En 1982, 1983 et 1984, nous avons suivi l'enseignement que donnait Pierre Dervaux (1917-1992) à l’Académie Internationale d’Eté de Nice.
Un jour, un apprenti-chef d’orchestre, saisi sans doute par une soudaine inspiration d’ordre esthétique, arrêta l’orchestre plutôt bancal qui nous servait de cobaye pour formuler avec délectation une exigence quasi princière qui concernait la pureté de l’intonation.
Pierre Dervaux l’interrompit sans ménagement par un « On a déjà tant de mal avec les fausses notes … si en plus on doit s’occuper des notes fausses … » qui renvoya illico ledit apprenti-chef d’orchestre à des devoirs plus ordinaires.
Nous ne saurons jamais l’intention de Pierre Dervaux dans cette vocifération parfaitement maîtrisée.
Pur dépit ?
Les fausses notes sont une chose simple et il entre dans les devoirs du chef d’orchestre de tenter, par sa vigilance, de les éradiquer.

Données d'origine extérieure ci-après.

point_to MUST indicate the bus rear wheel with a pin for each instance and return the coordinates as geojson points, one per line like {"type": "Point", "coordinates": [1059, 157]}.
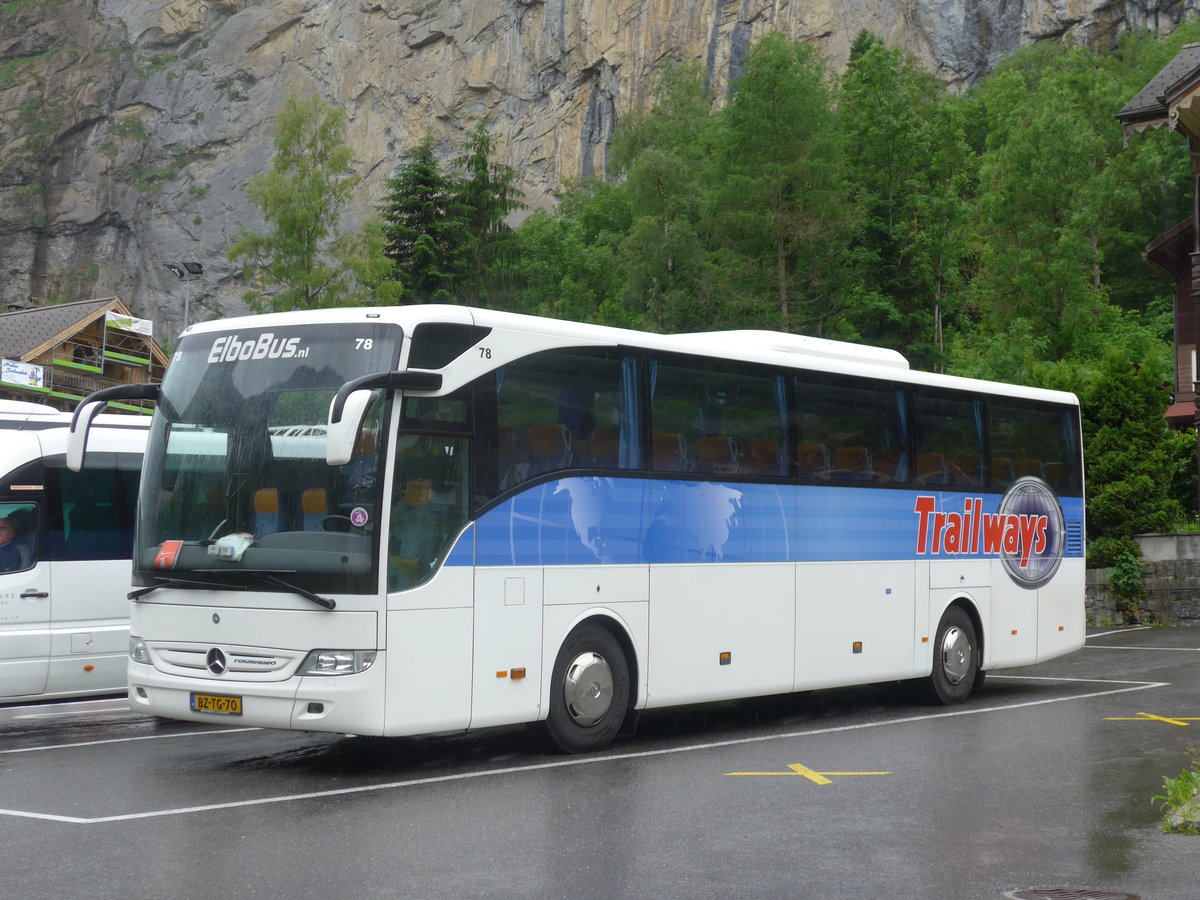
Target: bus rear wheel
{"type": "Point", "coordinates": [588, 690]}
{"type": "Point", "coordinates": [955, 659]}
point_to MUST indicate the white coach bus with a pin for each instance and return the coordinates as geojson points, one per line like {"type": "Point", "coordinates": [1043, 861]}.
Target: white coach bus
{"type": "Point", "coordinates": [429, 519]}
{"type": "Point", "coordinates": [65, 546]}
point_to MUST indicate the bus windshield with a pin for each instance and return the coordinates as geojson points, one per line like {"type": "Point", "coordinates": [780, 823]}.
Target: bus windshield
{"type": "Point", "coordinates": [239, 491]}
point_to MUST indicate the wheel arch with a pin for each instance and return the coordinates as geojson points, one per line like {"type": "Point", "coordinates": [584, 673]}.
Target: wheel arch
{"type": "Point", "coordinates": [621, 631]}
{"type": "Point", "coordinates": [970, 606]}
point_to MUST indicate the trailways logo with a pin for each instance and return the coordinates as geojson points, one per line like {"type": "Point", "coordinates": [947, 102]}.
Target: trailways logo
{"type": "Point", "coordinates": [1026, 532]}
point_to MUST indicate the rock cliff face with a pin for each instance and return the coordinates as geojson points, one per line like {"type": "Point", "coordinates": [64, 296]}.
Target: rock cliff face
{"type": "Point", "coordinates": [129, 129]}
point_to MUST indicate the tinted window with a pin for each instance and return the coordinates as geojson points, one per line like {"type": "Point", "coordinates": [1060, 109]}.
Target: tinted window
{"type": "Point", "coordinates": [1032, 439]}
{"type": "Point", "coordinates": [849, 431]}
{"type": "Point", "coordinates": [563, 409]}
{"type": "Point", "coordinates": [715, 418]}
{"type": "Point", "coordinates": [18, 537]}
{"type": "Point", "coordinates": [947, 439]}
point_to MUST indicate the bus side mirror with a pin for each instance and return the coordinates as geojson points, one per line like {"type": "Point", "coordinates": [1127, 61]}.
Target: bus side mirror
{"type": "Point", "coordinates": [90, 407]}
{"type": "Point", "coordinates": [77, 438]}
{"type": "Point", "coordinates": [341, 436]}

Les notes fausses sont une chose plus subtile.
Qu’en dire ?
Le violoniste Arnold Steinhard, membre du Quatuor Guarneri, eut comme professeur de violon un certain Peter Meremblum, violoniste russe qui avait été lui-même l’élève de Léopold Auer (1845-1930).
Il raconte* : « Lors d’une leçon que je n’oublierai jamais, j’ai cherché à justifier ma mauvaise intonation par le fait que mon violon était désaccordé ; il s’est alors contenté de le désaccorder encore davantage et a joué parfaitement juste sur mon instrument ».